Eggs: How much different is your live show than your albums?

T1G: It’s pretty different, yeah. I mean, I played live when I recorded it, but that was then, this is now kinda thing. The songs are always changing, I’m always coming up with new arrangements and parts. There’s a couple of them that I really try to stick to the arrangements just so they’re recognizable off of what it was on the recording, but I also really like to just experiment. I just try to keep myself interested too, so it feels like I’m progressing. And every night I try to play a little better, try to push it a little farther. So that keeps me going, really.

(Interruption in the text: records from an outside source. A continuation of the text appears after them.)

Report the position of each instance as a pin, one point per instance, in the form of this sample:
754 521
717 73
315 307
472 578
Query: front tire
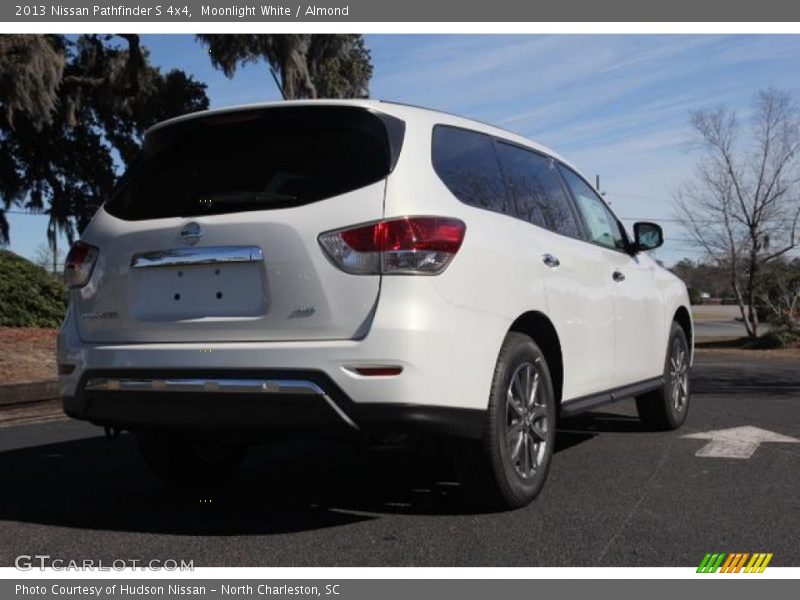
667 407
190 462
508 467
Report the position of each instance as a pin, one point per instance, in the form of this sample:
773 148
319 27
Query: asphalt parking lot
617 495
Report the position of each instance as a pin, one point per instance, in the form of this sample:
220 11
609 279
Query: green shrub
29 295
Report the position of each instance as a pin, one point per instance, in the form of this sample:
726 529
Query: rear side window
534 192
466 162
255 160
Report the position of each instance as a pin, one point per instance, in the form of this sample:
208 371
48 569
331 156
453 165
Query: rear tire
508 467
667 407
190 462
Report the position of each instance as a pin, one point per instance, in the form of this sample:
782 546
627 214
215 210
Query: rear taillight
80 263
404 246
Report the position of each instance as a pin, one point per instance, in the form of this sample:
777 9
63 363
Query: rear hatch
212 235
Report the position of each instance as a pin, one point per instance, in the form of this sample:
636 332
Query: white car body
294 311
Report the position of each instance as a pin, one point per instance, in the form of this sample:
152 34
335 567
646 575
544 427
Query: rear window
256 160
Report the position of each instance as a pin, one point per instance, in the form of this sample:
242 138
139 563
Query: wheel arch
539 327
683 318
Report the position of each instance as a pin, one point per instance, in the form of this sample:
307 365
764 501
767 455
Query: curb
24 393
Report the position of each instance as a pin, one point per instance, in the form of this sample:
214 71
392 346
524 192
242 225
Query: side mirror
647 236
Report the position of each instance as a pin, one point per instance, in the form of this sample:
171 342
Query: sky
616 106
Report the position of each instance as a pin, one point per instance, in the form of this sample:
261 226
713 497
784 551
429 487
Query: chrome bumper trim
217 386
209 255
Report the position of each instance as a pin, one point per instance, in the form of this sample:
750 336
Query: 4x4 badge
191 233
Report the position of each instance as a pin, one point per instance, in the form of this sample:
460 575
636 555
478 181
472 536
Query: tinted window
466 163
601 224
253 160
536 189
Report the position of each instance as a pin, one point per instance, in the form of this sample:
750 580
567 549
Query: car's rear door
579 299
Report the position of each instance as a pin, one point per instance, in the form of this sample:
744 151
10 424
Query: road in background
617 494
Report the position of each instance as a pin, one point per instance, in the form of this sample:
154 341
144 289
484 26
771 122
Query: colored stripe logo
735 562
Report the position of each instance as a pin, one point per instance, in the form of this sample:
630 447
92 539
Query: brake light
80 264
404 246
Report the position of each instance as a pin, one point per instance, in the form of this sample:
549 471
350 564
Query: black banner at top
285 11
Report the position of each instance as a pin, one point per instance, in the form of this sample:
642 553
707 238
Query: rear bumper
297 403
447 354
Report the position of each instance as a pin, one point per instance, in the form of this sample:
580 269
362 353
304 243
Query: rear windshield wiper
248 197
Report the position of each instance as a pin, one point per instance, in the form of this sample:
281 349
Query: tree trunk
744 309
752 278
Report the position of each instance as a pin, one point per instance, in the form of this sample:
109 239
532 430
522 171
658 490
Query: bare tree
743 206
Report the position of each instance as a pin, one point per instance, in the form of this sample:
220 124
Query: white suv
358 268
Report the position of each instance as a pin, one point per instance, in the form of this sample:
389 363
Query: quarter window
467 164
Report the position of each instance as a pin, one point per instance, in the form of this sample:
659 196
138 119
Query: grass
27 354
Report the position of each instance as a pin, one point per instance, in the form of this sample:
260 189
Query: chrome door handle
550 260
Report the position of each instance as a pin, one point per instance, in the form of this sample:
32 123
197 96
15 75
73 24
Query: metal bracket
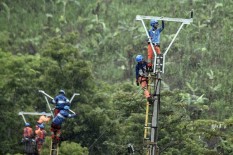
22 113
181 20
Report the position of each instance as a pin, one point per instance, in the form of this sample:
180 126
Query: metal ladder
54 147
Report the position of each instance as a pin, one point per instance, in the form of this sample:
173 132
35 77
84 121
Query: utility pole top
34 113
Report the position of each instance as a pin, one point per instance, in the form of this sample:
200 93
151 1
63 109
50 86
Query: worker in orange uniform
27 132
154 34
142 76
40 137
43 118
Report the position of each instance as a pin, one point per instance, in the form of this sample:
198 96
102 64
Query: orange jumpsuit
40 136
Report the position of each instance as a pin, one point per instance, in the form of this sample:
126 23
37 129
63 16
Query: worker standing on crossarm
154 34
142 76
43 118
60 101
58 120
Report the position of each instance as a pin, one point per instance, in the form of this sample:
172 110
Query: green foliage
89 48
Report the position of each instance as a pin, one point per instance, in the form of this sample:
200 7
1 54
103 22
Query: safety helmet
139 58
66 107
62 92
41 126
153 22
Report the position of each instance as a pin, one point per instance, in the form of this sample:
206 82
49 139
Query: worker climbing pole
60 112
155 76
32 143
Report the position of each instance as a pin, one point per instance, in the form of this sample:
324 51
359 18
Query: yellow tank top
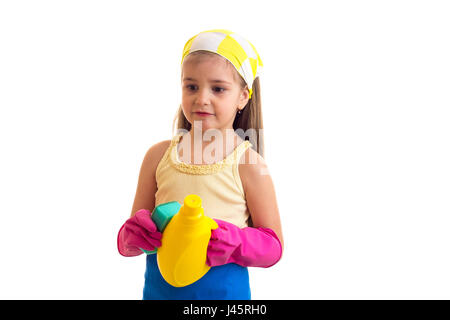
218 184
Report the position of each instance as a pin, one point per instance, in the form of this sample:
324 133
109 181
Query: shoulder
154 154
252 168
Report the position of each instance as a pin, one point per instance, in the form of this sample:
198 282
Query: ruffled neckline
200 169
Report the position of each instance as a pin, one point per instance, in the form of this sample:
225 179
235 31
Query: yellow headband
233 47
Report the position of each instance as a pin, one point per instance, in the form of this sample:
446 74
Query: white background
356 98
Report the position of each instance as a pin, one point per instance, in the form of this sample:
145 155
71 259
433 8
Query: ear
243 98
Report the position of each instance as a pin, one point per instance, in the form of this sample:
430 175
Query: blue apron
227 282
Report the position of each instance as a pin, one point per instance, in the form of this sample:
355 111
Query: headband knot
233 47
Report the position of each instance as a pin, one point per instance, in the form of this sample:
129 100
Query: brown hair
247 124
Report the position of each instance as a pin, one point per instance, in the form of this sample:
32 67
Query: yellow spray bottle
182 255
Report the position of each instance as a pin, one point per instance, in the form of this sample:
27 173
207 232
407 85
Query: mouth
203 114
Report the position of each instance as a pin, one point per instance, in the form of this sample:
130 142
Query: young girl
211 157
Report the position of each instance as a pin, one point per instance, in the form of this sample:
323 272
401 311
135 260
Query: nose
203 97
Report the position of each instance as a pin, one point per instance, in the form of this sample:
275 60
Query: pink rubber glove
247 247
138 232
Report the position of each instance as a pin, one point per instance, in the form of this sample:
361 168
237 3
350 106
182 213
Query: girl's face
210 92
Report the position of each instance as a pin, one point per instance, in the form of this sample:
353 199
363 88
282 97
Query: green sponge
162 215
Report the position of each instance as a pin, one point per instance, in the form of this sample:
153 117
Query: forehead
211 65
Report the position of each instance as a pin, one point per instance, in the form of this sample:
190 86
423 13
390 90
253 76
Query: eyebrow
216 81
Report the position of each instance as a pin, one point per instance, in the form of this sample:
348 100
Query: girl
211 156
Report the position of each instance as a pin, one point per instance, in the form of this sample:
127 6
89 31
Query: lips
203 113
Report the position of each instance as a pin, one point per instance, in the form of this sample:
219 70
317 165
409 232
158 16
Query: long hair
248 124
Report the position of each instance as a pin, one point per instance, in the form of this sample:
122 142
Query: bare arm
146 187
260 194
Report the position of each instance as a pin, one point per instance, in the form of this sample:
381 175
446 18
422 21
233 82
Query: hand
248 247
138 232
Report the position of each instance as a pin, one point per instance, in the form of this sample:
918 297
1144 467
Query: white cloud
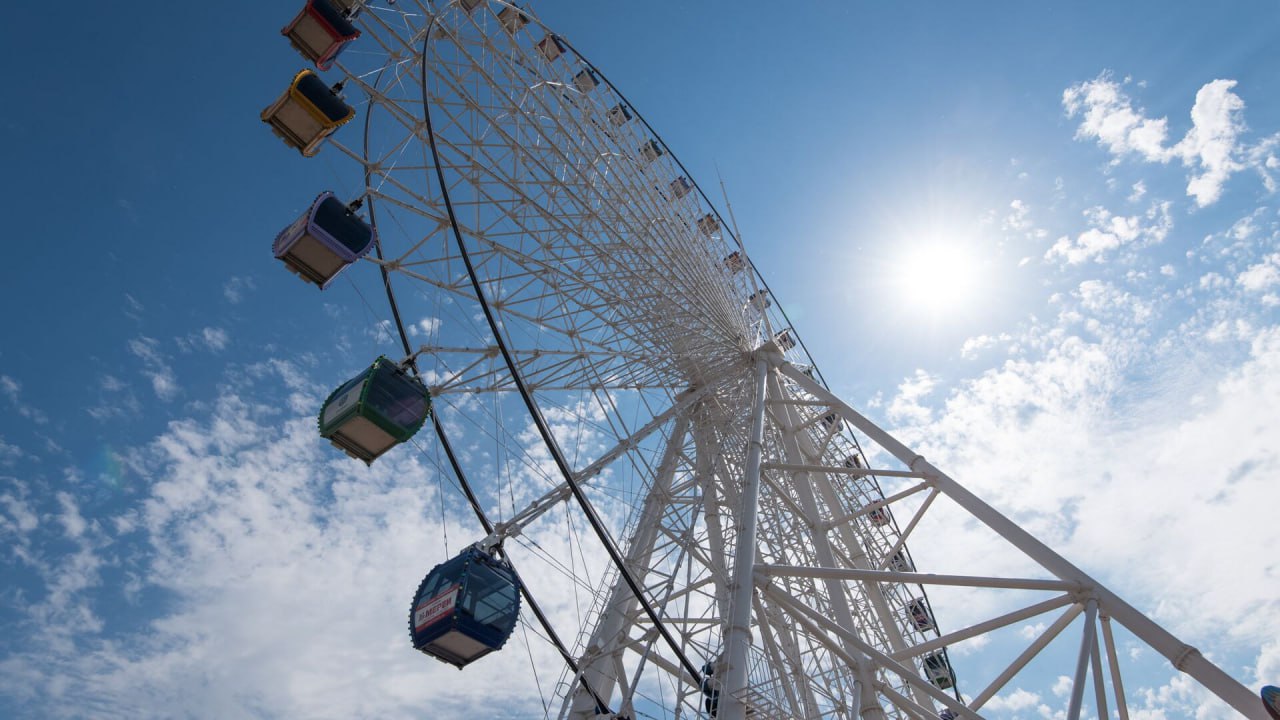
287 572
236 288
1013 701
1063 686
976 345
1107 114
1109 232
1018 218
905 406
12 391
215 338
424 327
1261 276
1211 150
1139 190
1212 142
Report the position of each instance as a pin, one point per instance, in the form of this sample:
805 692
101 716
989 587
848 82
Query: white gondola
551 48
618 114
900 564
919 614
880 516
512 19
650 150
938 671
585 81
708 224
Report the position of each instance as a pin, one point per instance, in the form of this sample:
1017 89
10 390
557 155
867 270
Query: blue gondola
324 241
920 615
465 609
374 411
938 670
1271 700
307 113
880 516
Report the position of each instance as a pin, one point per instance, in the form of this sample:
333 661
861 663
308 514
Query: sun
938 278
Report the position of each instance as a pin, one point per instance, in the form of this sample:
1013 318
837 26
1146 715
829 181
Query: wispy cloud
236 288
12 390
1212 149
1109 232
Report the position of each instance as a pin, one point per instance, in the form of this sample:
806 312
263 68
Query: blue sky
1104 177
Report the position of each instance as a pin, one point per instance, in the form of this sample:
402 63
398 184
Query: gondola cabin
880 516
585 81
708 224
938 671
320 32
919 614
551 48
375 411
307 113
900 564
1271 701
348 8
465 609
650 150
512 19
785 341
324 241
618 114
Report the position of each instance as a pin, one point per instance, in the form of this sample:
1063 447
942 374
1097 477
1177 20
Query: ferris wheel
634 423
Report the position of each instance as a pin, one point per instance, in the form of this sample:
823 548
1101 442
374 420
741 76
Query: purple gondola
327 238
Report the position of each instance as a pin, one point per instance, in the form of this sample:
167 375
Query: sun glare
940 278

Our interview ended as we collectively finished our beers and took stock of the bar lights going on, oh yeah, and the bevy of groupies awaiting the night’s rock star. I guess when you don’t have multiple band members, you get all the lovin,’ which T1G had no problem with. T1G aka Mike is the kind of guy you would want to hang with on a front porch on a lazy Sunday afternoon listening to Marley jams, or go see a Les Claypool show with. His eclectic musical influences and ability to make them his own by his unique instrumentation creations (did you see that Magic Pipe? I still have no idea how the hell that thing works) and abilities really showcase why he has the following he does. If you get the opportunity, in any capacity, to hear and see the magical, maniacal live show this musician brings to your face, please take full advantage of it.


*Cereal’s note: Just to clarify–not all of the BOT crew was fashionably late. Eggs and I managed to make it to the show near the beginning of the set.